| |
Aan d'Aemstel en het IJ
Grietje liep door de stad op zoek naar haar man. Dien morgen had de klopper niet stil gehangen.
Het allereerst verscheen Vader Havick. Met een vaalbleek gezicht sloeg hij de handen ineen. Wat beteekende dat? In plaats van een bezig bedrijf grijnsden hem de leege wanden aan. In de groote schouw van de werkplaats ontwaarde hij geen vuur. Slechts stilte en stof hingen om hem heen. Wel stonden er ezels van allerlei soort, wel lagen er dwaze kleeren en kleurige lappen, gipskoppen en wapentuig in alle hoeken.
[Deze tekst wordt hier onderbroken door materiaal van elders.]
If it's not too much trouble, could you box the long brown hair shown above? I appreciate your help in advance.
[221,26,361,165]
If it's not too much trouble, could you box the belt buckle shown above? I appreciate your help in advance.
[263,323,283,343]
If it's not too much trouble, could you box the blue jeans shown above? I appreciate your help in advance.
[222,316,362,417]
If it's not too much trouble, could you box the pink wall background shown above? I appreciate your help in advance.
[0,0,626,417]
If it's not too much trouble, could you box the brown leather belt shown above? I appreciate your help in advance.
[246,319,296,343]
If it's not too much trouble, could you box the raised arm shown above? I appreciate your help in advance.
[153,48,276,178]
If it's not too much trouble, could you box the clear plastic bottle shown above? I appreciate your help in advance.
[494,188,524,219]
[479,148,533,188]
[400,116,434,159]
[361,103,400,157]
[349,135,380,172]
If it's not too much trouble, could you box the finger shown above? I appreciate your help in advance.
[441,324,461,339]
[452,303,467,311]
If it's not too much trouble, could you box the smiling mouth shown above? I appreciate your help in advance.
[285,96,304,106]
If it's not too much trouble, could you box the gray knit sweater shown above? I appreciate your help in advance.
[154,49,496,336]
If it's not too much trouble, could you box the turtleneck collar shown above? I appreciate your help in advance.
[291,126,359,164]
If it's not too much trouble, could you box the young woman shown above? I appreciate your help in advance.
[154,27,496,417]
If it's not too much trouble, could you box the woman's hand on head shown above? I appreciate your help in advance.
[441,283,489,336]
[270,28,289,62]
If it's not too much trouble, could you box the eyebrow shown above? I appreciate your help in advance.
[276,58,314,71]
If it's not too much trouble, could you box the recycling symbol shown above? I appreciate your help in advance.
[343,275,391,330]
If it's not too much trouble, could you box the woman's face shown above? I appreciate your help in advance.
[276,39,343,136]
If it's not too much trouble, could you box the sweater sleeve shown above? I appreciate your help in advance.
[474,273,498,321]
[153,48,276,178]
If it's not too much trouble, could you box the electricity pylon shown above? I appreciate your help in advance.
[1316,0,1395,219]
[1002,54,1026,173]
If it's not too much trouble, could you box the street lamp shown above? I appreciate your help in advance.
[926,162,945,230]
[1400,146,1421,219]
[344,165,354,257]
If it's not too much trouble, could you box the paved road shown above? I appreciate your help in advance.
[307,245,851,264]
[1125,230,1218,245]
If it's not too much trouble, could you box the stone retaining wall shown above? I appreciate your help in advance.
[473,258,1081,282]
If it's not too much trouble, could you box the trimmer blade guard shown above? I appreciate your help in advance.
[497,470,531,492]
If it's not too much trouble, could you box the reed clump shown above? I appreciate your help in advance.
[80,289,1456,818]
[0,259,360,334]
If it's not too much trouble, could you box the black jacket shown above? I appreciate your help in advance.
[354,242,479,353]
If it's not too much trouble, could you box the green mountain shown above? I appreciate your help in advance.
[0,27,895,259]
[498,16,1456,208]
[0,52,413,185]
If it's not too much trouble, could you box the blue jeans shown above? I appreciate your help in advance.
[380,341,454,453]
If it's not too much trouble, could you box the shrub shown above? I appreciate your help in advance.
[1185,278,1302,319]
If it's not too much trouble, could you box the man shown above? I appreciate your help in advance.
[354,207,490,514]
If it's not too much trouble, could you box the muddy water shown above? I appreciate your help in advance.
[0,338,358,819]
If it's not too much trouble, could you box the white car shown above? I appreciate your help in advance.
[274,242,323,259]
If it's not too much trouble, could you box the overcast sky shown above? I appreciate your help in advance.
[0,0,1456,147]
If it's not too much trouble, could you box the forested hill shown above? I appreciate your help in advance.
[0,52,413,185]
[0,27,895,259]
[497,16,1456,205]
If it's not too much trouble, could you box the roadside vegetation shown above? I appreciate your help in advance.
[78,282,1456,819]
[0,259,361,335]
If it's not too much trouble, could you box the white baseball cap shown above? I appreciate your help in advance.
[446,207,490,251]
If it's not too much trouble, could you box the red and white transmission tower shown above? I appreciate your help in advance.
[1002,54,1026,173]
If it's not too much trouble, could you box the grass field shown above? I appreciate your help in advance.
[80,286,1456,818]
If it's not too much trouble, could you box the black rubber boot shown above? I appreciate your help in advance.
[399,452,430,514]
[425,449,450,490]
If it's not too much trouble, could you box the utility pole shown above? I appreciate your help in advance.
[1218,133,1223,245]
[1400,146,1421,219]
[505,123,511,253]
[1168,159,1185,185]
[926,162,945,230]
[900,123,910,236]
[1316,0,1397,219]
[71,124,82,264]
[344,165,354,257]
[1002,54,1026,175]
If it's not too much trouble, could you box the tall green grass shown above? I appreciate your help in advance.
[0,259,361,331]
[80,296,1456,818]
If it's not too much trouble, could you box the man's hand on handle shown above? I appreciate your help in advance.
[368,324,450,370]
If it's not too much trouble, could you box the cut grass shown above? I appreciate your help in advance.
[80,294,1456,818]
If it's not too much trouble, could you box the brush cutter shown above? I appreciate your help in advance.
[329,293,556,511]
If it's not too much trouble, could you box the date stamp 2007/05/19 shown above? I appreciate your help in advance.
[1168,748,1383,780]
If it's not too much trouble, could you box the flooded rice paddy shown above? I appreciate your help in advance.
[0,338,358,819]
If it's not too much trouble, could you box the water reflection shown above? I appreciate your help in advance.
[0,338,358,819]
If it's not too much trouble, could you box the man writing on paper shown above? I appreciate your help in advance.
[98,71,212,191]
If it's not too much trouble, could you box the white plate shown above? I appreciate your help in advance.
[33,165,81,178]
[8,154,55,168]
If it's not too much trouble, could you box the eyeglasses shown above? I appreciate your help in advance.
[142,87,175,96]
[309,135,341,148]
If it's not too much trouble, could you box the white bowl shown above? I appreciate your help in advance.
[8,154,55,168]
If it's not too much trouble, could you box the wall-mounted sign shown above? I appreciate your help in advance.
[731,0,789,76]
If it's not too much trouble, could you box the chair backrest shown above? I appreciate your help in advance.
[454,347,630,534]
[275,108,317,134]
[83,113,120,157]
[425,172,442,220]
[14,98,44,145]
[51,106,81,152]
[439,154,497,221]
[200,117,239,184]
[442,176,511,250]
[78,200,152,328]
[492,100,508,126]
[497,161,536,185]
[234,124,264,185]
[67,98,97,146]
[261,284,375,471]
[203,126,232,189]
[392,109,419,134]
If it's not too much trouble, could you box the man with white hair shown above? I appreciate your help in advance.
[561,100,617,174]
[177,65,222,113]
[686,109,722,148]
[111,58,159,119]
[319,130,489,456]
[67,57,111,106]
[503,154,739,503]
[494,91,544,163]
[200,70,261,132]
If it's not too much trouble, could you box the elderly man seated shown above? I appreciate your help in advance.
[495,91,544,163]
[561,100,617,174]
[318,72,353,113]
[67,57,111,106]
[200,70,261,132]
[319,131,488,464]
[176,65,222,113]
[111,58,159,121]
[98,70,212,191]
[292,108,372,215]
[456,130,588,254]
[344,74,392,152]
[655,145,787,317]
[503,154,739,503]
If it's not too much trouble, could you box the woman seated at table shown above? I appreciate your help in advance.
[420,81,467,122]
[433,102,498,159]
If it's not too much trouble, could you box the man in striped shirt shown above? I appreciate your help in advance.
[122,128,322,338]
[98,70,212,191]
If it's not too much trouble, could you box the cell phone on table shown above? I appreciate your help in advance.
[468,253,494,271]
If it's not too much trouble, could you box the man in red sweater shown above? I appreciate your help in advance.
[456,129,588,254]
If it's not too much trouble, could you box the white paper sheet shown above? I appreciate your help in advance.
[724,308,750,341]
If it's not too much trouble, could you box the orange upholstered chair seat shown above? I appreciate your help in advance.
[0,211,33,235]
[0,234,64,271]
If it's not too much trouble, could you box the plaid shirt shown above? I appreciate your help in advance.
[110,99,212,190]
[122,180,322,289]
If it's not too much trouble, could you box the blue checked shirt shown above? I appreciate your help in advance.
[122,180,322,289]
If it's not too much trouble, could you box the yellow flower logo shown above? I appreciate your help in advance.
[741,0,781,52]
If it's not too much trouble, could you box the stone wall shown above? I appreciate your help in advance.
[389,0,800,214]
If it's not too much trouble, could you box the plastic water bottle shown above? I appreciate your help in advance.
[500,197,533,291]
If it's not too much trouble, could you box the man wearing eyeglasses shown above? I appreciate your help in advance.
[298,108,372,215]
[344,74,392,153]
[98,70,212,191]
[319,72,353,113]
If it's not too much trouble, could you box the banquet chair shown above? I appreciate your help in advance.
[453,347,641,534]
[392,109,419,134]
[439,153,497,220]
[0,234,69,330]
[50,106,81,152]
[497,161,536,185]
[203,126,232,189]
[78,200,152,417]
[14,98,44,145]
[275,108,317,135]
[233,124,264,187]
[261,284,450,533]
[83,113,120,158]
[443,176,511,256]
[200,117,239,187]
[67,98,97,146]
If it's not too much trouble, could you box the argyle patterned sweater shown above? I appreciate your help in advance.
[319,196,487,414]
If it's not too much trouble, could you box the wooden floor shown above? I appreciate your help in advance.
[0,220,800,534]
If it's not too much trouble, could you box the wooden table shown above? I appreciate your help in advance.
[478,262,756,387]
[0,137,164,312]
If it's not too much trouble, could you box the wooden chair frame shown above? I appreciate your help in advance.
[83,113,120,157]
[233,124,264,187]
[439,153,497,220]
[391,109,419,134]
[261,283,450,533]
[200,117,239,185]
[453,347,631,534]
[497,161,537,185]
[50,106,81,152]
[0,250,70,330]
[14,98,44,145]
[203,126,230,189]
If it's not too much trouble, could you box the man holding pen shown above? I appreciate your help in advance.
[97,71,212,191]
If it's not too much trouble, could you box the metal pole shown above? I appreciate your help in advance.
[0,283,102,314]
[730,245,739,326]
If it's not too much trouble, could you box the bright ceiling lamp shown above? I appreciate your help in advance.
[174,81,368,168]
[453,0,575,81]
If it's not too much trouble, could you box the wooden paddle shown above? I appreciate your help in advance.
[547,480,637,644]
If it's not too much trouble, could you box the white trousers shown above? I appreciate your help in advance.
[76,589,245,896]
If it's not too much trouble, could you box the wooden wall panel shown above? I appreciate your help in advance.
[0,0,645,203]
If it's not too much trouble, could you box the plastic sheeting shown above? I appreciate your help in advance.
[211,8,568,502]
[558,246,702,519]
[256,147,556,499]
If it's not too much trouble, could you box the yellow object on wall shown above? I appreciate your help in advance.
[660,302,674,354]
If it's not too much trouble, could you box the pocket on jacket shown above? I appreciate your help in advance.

Maar geen brouwketel zong hier zijn lustig lied. Het was om een beroerte te krijgen. Grietje volgde hem, klagelijk met een punt van haar voorschoot in het oog wrijvend.
‘Jan is er nu eenmaal de man niet naar.’
Uitgeput was de oude heer in het bierhuis neergezonken, waar evenmin iets te beleven viel. Alleen zijn aanminnige kleinkinderen klauterden er rond op stoelen en banken. Daarna waren er lastige opgewonden heeren gekomen, zwaaiend met lange onbegrijpelijke rekeningen. Grietje had ze ver van haar schoonvaar gehouden en in een klein, ledig vertrekje gestopt, waar ze zich haastig met hen onderhield.
| |
| |
‘De heeren verzoek ik eenig geduld. Mijn man is nog niet tehuis.’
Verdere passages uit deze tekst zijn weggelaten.